In this book Leon Fink breaks down the barrier between the periods typically called the
Gilded Age and the Progressive Era to present a continuous period of heightened labor-capital
conflict as new technologies and new trusts drove rapid industrial and urban expansion around
the turn of the twentieth century. The Long Gilded Age attempts to contextualize the American
labor movement as only one set of outcomes within a self-consciously international labor
movement playing out across the U.S., Europe, and the British dominions, and move beyond the
implicit assumptions of atomized and isolated national labor traditions present in most
exceptionalist histories of American labor in this period.

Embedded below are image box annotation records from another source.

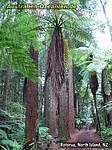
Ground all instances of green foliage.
[39,127,54,141]
[0,110,25,147]
[102,127,112,146]
[0,11,38,82]
[8,101,25,118]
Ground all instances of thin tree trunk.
[44,80,50,127]
[59,81,70,140]
[69,58,75,133]
[2,70,9,111]
[49,81,58,136]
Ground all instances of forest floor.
[49,128,106,150]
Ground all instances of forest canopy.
[0,0,112,150]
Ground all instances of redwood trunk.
[24,45,38,142]
[44,80,50,127]
[2,70,9,111]
[59,81,70,139]
[69,58,75,133]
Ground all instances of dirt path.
[49,129,102,150]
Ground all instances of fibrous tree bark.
[101,69,112,127]
[69,58,75,133]
[2,67,9,111]
[23,44,38,142]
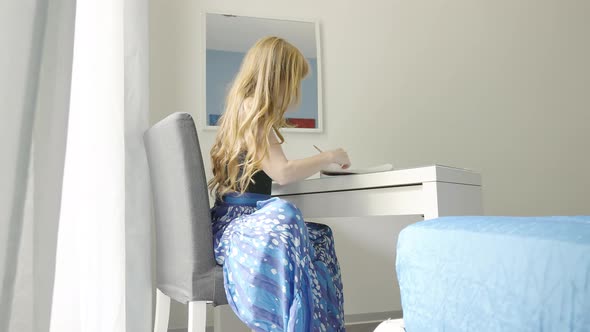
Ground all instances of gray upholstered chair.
[144,113,227,332]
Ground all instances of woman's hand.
[326,149,350,169]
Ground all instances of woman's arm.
[262,131,350,185]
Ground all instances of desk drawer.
[281,185,424,219]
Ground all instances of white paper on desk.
[320,164,393,176]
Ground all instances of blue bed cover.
[396,216,590,332]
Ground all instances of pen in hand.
[313,144,350,169]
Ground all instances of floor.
[168,323,379,332]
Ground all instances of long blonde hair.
[209,37,309,198]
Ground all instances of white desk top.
[272,165,481,196]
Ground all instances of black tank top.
[238,155,272,195]
[246,170,272,195]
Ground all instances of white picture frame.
[198,11,324,133]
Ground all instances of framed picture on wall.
[201,13,323,133]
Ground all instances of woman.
[209,37,350,332]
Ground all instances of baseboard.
[168,326,213,332]
[344,310,403,326]
[168,310,403,332]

In examining why this set of American
outcomes were distinct the author focuses not only on material conditions, but also the role of
culture and law, and how they shape the structures in which people operated and the kinds of
choices they made.

Most significantly, free labor ideology, coming out of abolitionism and to a lesser extent
Western expansion, provided the U.S. legal system with strong frameworks disadvantaging the
U.S. labor movement and made many workers skeptical of collective rights frameworks and of
operating in tandem with the state, such as mandatory arbitration arrangements which became
prominent in other countries during this era. Other countries had a stronger “corporate idiom” to
discuss collective rights mediated through the government, but the emancipatory origins of “free
labor” ideas and strong linkages to American ideas of individualistic rights gave these ideas
immense staying power even in the face of rising labor activism, morphing into ideas like the
“right to work” for strikebreakers.

Examining major strikes around the turn of the twentieth century and the eventual
opposition of much of the American labor movement to formal arbitration arrangements between
workers and business, the strategic decisions of labor leaders come to center stage.
Contemporary labor movements in other countries (particularly the U.K., Australia, and New
Zealand) are used as examples of the roads not taken by American labor, sometimes on grounds
as broad as whether unions ought to operate through state structures, and sometimes on grounds
as narrow as which kind of rail shipments the Pullman railroad strike should have targeted for
disruption.

Lastly, ideas from abroad shaped the course of the American movement. Socialist ideas
with a romantic foreign appeal drew a young generation of Americans into support for new
political movements and created a basis for community identity, even if the U.S. never
developed a durable labor party. Meanwhile, the modern university system, imported from
Germany, created the infrastructure for a new generation of professionalized social scientists and
policy experts whose work denaturalized conservative assumptions about the market, free will,
and the place of the state, and opened doors to a wave of social and economic reform policies,
Conservative pressure from the universities eventually limited the radicalism which these new
experts were free to express, giving them a limited window to pursue transformational ideas,
many of which would not reach fruition until the New Deal.